Thursday, March 8, 2007

Kachinas, Koshari, and the Navajo Spirits surrounding them

Hopi Kachinas, and the Navajo Spirits surrounding them

Photos by Karen Hughes. Comments by H. Overton

The Hopi got there first, such Time being lost to Antiquity, but the Navajo were quick to incorporate some of their Mythology after arriving from Athapascan (previously Athabaskan) Canada about 1300 a.c.e. The Navajo culture and language have no connection with that of the Hopi (Navajo being part of a common tongue with Apache and Athapascan), which is one of the Aztec-Uto-an family, such as Tewa and Towa. The Hopi have many Kachinas, or minor deities, and some of these are shown below. The Koshari(a type of Kachina) are still active- being the clowns who perform at their ceremonies; I have seen these doing their “tricks” from which the ordinary villagers are not immune (such as committing suggestive blunders on the women). Usually these can be identified by their “prisoner stripes”, and the clowns may operate on the tourists which are allowed to view the ceremonies. There are many Kachinas, and the Zuni which reside SE of the Hopi (in AZ) have elevated these to man-sized statues, exhibiting them in the local Church.
Those who have read Hillerman’s books on the mysteries of the two Reservations may recognize the Navajo Ye’ii Bechei’ and other Chindii (Chiidii). Dine' Navajo surround Hopi in both culture and reservation space.
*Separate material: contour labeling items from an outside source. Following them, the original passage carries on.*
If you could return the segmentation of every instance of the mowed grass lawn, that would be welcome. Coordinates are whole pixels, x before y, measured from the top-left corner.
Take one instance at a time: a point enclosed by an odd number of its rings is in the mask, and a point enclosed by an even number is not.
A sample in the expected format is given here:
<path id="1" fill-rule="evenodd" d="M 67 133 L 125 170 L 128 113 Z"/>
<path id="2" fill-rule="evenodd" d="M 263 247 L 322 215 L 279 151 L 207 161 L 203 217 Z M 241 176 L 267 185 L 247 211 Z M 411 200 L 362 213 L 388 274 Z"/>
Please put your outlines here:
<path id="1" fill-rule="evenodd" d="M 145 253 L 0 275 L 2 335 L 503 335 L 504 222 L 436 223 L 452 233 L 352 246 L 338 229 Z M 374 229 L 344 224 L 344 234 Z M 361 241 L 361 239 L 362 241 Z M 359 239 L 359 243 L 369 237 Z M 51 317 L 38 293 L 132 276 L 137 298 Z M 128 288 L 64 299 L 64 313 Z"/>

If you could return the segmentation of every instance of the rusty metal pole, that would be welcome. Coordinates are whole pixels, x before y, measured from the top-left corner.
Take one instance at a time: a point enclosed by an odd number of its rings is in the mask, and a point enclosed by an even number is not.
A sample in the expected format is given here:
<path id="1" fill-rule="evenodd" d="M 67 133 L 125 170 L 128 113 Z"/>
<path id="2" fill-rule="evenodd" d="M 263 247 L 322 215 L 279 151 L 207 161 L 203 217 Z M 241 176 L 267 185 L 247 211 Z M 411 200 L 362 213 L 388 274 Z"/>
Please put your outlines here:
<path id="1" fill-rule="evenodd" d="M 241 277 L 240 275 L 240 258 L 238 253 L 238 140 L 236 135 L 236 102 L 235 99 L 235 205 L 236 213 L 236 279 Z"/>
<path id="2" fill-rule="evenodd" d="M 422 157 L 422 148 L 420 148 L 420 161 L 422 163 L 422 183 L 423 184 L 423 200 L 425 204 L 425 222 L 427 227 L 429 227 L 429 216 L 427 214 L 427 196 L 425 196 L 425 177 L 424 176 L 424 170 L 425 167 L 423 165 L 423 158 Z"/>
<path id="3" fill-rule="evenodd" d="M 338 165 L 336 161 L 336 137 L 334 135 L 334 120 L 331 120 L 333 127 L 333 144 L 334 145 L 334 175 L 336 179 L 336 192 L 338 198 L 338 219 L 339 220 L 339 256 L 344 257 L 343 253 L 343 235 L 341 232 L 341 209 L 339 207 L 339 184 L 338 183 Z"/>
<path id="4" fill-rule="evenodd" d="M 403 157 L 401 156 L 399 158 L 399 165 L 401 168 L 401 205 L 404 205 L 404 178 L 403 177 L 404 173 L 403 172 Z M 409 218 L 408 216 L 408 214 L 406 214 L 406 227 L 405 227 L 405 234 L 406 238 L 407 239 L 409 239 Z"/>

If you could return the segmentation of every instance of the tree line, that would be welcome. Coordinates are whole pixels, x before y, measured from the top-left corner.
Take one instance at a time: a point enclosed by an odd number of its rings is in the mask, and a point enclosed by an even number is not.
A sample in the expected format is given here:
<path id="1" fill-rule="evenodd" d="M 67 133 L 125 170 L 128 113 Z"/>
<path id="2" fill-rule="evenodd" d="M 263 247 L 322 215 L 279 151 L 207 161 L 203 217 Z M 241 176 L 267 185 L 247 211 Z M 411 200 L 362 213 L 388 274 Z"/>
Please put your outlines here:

This devil name Chindii sounds similar to the geological formation Chinle, but the natives assure me that it is not. Chinle is a place name (village) north of Canyon de Chelly, meaning “place where the water flows out”, whereas Chindii connotes a Hex or Evil Spirit which must be avoided. The colors blue, red, green, and white (sometimes black and yellow) are found in their costumes, possibly relating to the four colors of the sacred mountains in the four directions. I have thought that the colors related to the dominant views found in the four cardinal directions (red for hot western sun, blue for the glacial ice of the north, green for the morning vegetation, and black for the darkness of Hell, but the colors change between the two cultures- black being north for Navajo).